Another emissary who plays a vital role in re-joining the two quarrelling males is Rahul's younger brother, Rohan. The prototype for this dynamic is mythological; as Dwyer points out, the story of two sons who have been separated and ultimately are reunited is based on the traditional story of Karan and Arjun from Mahabharata. However, in terms of gender construction, it is a singular variation of the dominant prototype. Specifically, Rohan is not presented as aggressively male. He displays an emotional vulnerability that is far more reminiscent of the feminine construction. In several shots, this is extremely apparent; his eyes fill with tears in talking about the importance of the extended family, and, facing the camera, he takes on a decidedly feminine, 'pretty' appearance. It is also significant that his machinations for family reunion occur furtively rather than openly. He does not assert his values or his dominance, as Rahul and Yash do. Rather, he is subservient, and works patiently behind the scenes to bring about reconciliation.
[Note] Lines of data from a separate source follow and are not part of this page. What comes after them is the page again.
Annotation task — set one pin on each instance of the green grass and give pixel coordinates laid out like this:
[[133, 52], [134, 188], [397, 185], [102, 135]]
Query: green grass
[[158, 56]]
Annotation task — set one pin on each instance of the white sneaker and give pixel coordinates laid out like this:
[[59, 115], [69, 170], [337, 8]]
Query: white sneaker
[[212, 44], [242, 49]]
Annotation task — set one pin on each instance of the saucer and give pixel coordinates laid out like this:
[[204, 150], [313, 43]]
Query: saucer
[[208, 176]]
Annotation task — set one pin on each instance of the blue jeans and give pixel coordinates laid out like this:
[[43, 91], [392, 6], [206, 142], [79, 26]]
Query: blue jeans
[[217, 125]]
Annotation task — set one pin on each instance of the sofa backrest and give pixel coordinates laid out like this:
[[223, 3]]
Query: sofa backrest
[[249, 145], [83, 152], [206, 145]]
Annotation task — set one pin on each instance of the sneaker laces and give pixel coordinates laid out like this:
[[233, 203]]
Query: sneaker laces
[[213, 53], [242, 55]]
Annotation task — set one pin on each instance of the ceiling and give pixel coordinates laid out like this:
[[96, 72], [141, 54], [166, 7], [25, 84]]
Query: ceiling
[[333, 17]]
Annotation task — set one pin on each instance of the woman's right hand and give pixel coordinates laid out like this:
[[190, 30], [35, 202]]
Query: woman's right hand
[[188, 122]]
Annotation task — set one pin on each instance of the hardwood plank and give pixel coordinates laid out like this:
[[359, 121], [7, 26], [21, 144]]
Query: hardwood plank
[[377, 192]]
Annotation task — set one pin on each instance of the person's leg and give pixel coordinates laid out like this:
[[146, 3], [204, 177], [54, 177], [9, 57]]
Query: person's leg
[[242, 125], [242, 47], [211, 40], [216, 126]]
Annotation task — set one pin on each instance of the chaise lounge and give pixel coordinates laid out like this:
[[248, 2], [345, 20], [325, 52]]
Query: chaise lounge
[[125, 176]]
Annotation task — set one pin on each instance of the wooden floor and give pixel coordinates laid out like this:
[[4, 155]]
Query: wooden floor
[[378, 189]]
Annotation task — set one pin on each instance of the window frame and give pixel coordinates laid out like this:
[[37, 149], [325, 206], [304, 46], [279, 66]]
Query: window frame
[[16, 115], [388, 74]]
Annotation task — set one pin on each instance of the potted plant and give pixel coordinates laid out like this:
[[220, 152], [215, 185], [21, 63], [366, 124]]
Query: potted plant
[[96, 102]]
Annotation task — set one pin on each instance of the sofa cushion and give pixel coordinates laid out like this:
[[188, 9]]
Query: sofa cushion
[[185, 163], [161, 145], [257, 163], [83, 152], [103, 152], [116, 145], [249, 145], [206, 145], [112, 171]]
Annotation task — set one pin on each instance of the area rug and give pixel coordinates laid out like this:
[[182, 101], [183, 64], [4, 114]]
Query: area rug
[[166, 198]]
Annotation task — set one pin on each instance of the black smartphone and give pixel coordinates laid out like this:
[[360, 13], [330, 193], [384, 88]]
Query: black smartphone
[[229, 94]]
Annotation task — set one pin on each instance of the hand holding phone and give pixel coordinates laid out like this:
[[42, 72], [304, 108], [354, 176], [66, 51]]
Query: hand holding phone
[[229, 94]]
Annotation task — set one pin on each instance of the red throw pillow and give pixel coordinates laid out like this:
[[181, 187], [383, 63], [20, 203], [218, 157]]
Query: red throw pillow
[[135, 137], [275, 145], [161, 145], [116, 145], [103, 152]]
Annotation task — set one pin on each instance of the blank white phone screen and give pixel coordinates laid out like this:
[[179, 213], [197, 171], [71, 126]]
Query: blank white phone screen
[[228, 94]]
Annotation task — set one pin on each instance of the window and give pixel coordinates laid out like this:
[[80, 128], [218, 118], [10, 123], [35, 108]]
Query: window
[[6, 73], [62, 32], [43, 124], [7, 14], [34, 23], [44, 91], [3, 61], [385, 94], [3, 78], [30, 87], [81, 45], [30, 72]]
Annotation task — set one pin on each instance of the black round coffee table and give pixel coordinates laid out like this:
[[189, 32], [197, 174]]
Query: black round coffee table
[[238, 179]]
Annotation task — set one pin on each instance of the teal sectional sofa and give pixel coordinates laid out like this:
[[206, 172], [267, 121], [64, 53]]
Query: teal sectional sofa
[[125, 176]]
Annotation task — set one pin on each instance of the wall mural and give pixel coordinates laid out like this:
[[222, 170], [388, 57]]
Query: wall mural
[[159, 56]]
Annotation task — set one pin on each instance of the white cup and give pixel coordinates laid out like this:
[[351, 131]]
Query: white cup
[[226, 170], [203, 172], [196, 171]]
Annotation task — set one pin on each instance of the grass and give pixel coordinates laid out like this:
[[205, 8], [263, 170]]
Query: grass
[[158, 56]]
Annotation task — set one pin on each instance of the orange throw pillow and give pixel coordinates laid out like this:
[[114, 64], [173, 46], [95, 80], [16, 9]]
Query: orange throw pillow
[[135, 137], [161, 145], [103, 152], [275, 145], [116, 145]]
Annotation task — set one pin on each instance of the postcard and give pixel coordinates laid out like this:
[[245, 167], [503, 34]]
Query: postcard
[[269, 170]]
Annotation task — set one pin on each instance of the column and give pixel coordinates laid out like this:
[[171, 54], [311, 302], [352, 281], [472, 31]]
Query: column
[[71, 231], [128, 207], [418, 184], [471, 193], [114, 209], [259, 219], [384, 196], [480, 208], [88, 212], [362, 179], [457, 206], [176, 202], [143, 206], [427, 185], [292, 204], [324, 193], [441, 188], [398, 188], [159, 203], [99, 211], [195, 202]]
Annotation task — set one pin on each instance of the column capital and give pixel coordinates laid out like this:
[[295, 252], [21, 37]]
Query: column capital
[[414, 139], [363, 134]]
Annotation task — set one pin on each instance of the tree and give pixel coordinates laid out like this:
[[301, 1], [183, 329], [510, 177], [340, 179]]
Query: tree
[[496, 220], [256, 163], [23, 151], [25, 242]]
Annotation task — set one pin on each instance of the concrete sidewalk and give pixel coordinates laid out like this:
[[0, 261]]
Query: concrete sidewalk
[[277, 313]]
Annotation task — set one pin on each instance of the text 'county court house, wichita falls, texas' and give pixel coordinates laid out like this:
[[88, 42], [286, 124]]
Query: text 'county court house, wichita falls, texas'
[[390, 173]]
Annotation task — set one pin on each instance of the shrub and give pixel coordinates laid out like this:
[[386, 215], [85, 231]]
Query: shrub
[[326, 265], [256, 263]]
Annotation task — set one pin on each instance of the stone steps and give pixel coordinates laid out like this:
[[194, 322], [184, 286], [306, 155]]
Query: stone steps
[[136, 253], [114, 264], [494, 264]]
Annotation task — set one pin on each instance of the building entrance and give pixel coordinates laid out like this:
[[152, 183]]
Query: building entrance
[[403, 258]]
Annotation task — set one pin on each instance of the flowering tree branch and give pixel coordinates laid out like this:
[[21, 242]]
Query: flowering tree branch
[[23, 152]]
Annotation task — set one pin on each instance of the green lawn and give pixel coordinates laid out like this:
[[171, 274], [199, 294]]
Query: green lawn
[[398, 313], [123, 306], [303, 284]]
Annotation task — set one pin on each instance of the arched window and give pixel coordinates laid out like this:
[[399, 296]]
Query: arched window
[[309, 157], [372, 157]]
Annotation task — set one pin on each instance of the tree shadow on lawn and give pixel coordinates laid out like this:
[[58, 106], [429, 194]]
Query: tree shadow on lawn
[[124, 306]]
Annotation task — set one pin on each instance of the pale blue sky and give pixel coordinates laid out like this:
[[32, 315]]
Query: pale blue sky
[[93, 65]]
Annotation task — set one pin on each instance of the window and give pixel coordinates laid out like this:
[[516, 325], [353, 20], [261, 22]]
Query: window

The construction of gender, in film as in society, is often expressed as an opposition of two countervailing personas, the masculine and the feminine. In the family structure, it is generally accepted that only one of these can predominate. However, this dualistic model is intrinsically flawed. The construction of the male persona, its dominance being an integral part of the Hindi family structure, can lead to a resistance to change and makes the patriarchal family inflexible, ultimately threatening the integrity of the multi-generational family unit. Kabhi Khushi Kahbie Gham offers a blueprint for transcending and avoiding the rupture potentially caused by a rigid patriarchal social and gender construction. This transcendence comes from within, and consists of an increased focus and dependence on the specifically feminine values that are sometimes overlooked in the examination of the all-important construction of the male. These values, also, are well integrated in Hindi film and culture. One is reminded of Butler's summation of Julia Kristeva's work on semiotics, uncovering the specifically 'female' meaning through components of (supposedly male constructed) language. Butler states: "poetic language is the recovery of the maternal body within the terms of language, one that has the potential to disrupt, subvert and displace the paternal law" (Butler, 102). According to this concept, the presence of song (and therefore poetry), which Jha regards as having been "subversively rewritten as a domestic sphere" (51), in Hindi film can be viewed as a powerful marker of the presence of feminine, maternal values within the patriarch structure.